Final answer:
The given sequence {xn} with terms (0, ..., 0, √n, √n, 0, 0, ...) does not converge weakly in ℓ¹ because the terms grow without bound (√n), which prevents stabilization required for weak convergence, and the sequence is not bounded in the ℓ¹ norm.
Step-by-step explanation:
The question posed involves examining the convergence of a sequence in ℓ¹ (the space of absolutely summable sequences). Specifically, it asks whether the sequence {xn}[infinity] n=1 with xn represented as (0, ..., 0, √n, √n, 0, 0, ...) converges weakly in ℓ¹. In ℓ¹, a sequence {xn} is said to converge weakly to some element x if for every bounded linear functional f on ℓ¹, the limit of f(xn) as n goes to infinity equals f(x).
However, the given sequence does not converge weakly in ℓ¹. The reason is that for any typical bounded linear functional on ℓ¹, which acts by summing the product of the sequence elements with a fixed sequence from the dual space, the sequence will contain terms that grow without bound (√n).

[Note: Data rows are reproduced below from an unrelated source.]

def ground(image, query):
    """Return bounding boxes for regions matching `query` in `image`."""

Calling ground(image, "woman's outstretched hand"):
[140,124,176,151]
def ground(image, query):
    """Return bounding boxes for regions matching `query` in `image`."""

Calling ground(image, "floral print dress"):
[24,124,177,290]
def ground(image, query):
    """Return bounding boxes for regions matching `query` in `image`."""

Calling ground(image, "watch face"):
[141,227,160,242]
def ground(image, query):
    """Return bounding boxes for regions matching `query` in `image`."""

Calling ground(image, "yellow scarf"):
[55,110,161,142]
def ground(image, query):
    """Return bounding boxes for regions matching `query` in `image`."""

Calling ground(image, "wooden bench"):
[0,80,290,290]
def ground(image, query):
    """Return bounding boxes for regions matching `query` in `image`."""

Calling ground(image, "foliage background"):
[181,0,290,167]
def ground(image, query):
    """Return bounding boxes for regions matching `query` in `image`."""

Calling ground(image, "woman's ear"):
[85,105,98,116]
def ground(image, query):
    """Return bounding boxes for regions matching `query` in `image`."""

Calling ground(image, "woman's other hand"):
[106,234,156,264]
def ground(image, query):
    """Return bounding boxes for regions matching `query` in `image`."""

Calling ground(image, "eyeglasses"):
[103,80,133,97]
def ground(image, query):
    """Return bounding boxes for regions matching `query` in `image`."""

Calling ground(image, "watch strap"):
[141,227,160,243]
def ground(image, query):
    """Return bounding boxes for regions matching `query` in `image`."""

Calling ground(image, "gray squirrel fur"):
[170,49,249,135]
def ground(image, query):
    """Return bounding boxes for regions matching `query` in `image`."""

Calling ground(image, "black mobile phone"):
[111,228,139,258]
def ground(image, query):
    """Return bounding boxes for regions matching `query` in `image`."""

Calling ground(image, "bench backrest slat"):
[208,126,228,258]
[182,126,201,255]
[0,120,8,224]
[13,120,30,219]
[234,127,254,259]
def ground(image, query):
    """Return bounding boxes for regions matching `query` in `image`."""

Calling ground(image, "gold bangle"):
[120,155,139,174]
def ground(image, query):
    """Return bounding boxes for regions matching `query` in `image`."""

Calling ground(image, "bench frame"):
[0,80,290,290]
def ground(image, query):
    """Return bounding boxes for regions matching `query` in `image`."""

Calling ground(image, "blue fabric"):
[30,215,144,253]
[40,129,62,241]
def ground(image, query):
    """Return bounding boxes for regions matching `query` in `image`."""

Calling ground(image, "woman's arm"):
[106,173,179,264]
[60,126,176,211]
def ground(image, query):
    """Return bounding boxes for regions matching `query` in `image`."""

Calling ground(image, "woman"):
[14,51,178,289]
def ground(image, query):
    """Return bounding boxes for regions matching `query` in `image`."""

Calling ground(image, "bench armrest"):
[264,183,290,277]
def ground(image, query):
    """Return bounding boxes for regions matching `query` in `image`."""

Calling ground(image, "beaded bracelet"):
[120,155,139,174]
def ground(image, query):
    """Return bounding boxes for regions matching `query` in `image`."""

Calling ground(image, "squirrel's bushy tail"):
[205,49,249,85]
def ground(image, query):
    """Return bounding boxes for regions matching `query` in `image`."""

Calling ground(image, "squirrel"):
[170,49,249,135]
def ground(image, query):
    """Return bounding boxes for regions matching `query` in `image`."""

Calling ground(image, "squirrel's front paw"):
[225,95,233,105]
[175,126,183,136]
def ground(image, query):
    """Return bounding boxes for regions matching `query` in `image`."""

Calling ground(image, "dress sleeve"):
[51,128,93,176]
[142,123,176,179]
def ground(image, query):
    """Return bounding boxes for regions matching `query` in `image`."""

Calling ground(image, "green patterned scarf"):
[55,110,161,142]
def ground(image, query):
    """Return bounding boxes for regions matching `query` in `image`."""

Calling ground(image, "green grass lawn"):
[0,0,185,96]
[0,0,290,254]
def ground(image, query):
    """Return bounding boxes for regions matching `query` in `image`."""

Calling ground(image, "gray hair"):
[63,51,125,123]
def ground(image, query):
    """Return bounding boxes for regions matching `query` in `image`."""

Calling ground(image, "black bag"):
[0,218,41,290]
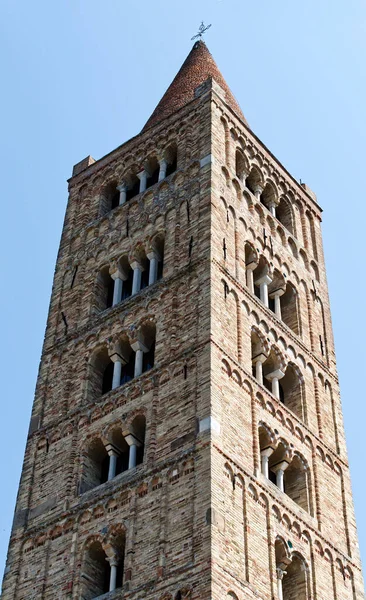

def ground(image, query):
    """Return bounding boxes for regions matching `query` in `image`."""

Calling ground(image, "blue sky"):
[0,0,366,570]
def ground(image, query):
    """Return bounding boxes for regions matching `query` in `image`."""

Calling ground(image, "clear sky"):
[0,0,366,578]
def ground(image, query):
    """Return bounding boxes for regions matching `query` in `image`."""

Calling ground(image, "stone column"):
[269,288,285,319]
[276,567,286,600]
[137,169,148,194]
[261,446,274,479]
[131,340,148,377]
[254,184,263,200]
[245,262,257,294]
[268,202,276,218]
[266,369,285,400]
[110,352,125,390]
[125,433,141,469]
[159,158,168,181]
[111,269,124,306]
[131,261,144,296]
[108,557,118,592]
[255,275,272,308]
[271,460,289,492]
[106,444,119,481]
[117,182,127,206]
[147,251,159,285]
[252,354,267,385]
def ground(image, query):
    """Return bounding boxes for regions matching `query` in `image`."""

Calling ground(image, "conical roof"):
[142,40,247,131]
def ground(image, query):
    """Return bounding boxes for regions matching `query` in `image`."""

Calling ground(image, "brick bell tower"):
[2,41,363,600]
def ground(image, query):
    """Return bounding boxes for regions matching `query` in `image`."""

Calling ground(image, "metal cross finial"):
[191,21,211,40]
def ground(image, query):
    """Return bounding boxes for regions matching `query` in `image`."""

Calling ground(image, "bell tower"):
[1,41,364,600]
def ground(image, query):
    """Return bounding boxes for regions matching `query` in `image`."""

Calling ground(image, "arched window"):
[245,166,263,198]
[280,363,305,422]
[146,158,160,189]
[260,183,277,217]
[81,532,126,600]
[81,541,111,600]
[88,347,113,399]
[276,196,295,235]
[147,234,164,285]
[126,174,140,202]
[285,456,311,513]
[79,438,109,494]
[165,144,178,177]
[244,242,257,294]
[275,539,311,600]
[253,256,272,307]
[235,149,247,181]
[259,446,312,514]
[126,415,146,468]
[132,323,156,377]
[281,283,301,335]
[100,182,120,216]
[95,266,114,312]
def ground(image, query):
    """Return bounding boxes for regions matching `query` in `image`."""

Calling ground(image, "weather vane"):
[191,21,211,40]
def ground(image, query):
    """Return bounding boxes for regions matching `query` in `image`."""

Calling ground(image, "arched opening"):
[244,242,257,294]
[276,196,295,235]
[80,438,109,494]
[280,363,305,422]
[250,329,267,385]
[253,256,272,307]
[95,266,114,312]
[102,360,114,395]
[139,323,156,373]
[131,415,146,466]
[100,182,120,216]
[118,256,133,301]
[165,144,177,177]
[109,532,126,591]
[235,149,247,181]
[81,541,111,600]
[148,234,164,285]
[107,427,130,479]
[281,283,300,335]
[260,183,277,217]
[245,167,263,195]
[146,157,160,189]
[275,539,311,600]
[88,347,113,399]
[126,174,140,202]
[119,336,135,385]
[284,456,311,513]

This growing term implies that the linear functional applied to these sequences will also not stabilize at a finite limit, which is a requirement for weak convergence.
Furthermore, for the weak convergence in ℓ¹, the sequence would need to be bounded in the ℓ¹ norm, which it is not due to the √n term. Therefore, the given sequence does not converge weakly in ℓ¹.